Without Europe America cuts a sad figure. I have never been convinced that America should choose multilateralism because of some legal or moral duty. I doubt our enemies would respect international law if they were more powerful and if all international law can do is restrain the good it is not worth much. I see no principled reason why America's defence of its interests should be contingent on French, Chinese and Russian approval. However, I think perhaps it is not a coincidence that America's unilateral engagements have been managed so poorly. Europe brings a diversity of opinions which has to make the American approach to using its power more thoughtful and effective. America alone is not just more incompetent, though.
It is also fundamentally less impressive. As an Atlas America looks lonely and embittered. As leader of the 'free world' America is confident and proud. When Europe and America are working together as they were in the Cold War the universalist ideal America looks to for inspiration is much more tenable. Without Europe the question of why, of whether anyone actually has any interest in the shining city on the hill, is far harder for America to answer. Europe gives America purpose and keeps it from the temptation of small minded isolationism.
Neither those Americans, Mark Steyn is a prime example, who take satisfaction in the moral simplicity of America being alone or Europeans such as the French Gaullists who wish to set their country up in opposition to America have their country’s best interests at heart. The West is stronger than the sum of its parts and cutting it to pieces will make all weaker.
I’m a little worried that this article is a little messy and poorly argued. I must confess I’m still working these ideas out in my head but thought the comments of others might clarify my thinking. Let’s think about it in another way.
Disunity tends to lead to uncertainty whereas unity leads to certainty. In a unified body a decision can be made and stuck to whereas in a disunited body it will be subjected to further challenge by those who never agreed and were forced into line. Europe will generally be less unified and also less certain than the US.
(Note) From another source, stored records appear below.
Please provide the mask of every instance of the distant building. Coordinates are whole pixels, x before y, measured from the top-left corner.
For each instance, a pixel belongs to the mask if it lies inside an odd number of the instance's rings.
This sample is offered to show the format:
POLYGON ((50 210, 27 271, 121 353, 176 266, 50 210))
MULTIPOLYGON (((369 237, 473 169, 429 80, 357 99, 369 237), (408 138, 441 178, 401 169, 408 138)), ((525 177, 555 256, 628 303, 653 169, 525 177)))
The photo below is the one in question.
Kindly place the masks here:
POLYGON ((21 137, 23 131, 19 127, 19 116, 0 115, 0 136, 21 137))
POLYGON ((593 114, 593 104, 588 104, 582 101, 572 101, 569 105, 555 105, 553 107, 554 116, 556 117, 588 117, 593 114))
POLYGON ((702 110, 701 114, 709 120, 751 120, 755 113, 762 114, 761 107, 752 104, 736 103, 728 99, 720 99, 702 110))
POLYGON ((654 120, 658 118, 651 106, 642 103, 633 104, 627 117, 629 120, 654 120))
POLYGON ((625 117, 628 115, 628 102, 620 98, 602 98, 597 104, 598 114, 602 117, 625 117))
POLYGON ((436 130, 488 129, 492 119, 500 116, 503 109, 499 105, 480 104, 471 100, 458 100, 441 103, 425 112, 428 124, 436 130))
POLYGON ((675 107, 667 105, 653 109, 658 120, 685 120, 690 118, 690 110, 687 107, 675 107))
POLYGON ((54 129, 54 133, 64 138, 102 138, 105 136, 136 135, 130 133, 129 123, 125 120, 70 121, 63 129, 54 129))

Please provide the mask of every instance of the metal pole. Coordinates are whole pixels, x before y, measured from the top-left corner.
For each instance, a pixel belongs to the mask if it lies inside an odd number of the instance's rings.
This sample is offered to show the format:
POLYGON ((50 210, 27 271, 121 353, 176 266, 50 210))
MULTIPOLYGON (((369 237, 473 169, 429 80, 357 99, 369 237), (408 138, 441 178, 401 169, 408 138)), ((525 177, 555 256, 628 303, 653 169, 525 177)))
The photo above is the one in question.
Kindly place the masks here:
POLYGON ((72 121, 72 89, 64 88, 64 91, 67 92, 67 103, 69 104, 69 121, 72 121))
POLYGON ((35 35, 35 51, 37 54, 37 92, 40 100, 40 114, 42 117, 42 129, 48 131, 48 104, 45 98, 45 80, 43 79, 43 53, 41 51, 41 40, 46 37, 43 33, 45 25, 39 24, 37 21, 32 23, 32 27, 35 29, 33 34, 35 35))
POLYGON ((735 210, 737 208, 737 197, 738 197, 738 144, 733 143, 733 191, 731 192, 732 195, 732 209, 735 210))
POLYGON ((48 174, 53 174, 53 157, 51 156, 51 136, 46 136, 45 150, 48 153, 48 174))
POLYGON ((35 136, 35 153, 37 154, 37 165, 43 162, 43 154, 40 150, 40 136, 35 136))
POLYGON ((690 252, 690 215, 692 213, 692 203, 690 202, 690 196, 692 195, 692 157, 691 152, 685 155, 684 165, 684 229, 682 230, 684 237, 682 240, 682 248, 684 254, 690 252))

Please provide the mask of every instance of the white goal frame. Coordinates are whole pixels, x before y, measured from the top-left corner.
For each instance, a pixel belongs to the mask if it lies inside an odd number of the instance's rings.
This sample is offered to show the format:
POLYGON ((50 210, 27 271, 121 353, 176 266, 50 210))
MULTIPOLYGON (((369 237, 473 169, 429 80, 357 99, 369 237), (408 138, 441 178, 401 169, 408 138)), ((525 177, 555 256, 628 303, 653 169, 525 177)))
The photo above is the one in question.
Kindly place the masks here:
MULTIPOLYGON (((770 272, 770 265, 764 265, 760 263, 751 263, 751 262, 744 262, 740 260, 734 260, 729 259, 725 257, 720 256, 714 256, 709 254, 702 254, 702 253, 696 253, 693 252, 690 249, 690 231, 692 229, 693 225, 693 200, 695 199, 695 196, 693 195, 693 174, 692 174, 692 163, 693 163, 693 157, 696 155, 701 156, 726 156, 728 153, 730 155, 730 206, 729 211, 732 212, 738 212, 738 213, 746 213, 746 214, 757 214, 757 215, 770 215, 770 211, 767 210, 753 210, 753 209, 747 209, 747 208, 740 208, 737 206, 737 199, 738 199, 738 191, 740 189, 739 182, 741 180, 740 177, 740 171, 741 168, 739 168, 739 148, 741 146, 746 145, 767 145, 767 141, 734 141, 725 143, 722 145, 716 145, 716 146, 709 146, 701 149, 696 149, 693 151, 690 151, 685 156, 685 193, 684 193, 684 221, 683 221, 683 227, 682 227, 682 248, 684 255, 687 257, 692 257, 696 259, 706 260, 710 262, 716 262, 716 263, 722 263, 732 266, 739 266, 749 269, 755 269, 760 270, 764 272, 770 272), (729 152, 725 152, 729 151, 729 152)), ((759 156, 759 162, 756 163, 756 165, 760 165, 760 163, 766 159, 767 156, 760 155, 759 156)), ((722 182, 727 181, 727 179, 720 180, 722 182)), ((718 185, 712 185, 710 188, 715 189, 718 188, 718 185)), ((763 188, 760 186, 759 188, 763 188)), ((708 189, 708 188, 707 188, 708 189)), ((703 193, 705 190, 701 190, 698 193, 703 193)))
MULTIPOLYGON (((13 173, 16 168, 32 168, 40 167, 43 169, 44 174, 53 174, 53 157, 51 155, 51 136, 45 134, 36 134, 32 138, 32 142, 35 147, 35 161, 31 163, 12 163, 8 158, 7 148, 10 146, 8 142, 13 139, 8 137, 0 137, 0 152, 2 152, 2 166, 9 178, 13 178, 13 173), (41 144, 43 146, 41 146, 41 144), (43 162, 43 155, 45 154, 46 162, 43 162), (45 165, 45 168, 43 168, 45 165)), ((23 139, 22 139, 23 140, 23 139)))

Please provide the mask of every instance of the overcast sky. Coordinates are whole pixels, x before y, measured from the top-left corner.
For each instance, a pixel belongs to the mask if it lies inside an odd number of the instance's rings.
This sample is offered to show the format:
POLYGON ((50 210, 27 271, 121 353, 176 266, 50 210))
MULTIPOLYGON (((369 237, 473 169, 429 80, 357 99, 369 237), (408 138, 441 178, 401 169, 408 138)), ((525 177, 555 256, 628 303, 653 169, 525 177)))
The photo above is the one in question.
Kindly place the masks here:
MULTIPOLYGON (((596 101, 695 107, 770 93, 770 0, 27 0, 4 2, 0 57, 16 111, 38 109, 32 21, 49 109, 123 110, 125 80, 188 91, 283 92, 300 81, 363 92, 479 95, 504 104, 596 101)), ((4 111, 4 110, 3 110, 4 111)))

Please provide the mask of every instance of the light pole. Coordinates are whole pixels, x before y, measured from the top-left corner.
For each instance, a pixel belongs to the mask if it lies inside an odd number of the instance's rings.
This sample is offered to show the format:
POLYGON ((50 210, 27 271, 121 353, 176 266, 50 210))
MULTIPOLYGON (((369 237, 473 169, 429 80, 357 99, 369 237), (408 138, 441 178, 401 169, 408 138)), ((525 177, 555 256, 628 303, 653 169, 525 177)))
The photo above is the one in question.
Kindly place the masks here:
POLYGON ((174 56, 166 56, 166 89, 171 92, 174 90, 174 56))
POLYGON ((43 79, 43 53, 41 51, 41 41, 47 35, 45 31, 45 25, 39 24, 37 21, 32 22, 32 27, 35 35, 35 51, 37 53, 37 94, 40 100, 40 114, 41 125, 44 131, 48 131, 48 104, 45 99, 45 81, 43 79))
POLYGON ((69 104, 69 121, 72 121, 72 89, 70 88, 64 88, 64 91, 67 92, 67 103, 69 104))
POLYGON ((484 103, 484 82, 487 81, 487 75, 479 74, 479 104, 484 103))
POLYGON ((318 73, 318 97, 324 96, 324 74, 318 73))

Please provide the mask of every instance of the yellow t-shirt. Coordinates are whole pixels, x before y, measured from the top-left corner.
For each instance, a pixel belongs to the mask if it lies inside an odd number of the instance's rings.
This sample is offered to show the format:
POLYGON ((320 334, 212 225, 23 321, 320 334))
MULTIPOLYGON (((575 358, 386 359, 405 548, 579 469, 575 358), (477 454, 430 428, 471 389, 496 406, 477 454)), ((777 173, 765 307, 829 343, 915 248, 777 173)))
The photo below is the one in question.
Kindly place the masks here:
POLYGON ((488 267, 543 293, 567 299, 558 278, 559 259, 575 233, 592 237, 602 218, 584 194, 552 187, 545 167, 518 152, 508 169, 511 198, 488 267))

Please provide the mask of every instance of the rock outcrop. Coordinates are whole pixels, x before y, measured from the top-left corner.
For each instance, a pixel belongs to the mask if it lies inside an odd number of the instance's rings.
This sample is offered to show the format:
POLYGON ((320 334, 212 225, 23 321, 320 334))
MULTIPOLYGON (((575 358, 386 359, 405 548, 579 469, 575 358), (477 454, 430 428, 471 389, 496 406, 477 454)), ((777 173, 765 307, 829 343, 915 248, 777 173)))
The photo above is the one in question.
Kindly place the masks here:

Mencken on the advantages of uncertainty:
"Moral certainty is always a sign of cultural inferiority. The more uncivilized the man, the surer he is that he knows precisely what is right and what is wrong. All human progress, even in morals, has been the work of men who have doubted the current moral values, not of men who have whooped them up and tried to enforce them. The truly civilized man is always skeptical and tolerant, in this field as in all others. His culture is based on 'I am not too sure.'"
Dalrymple on the problems with uncertainty:
"This is not a strong position from which to fight people who, by their own admission, hate you and are bent upon your destruction, brought about preferably at your own expense. First, you can't take them seriously; second, you suspect they might in any case be right."
When Europe and America work together they can take the advantages of being both certain and uncertain.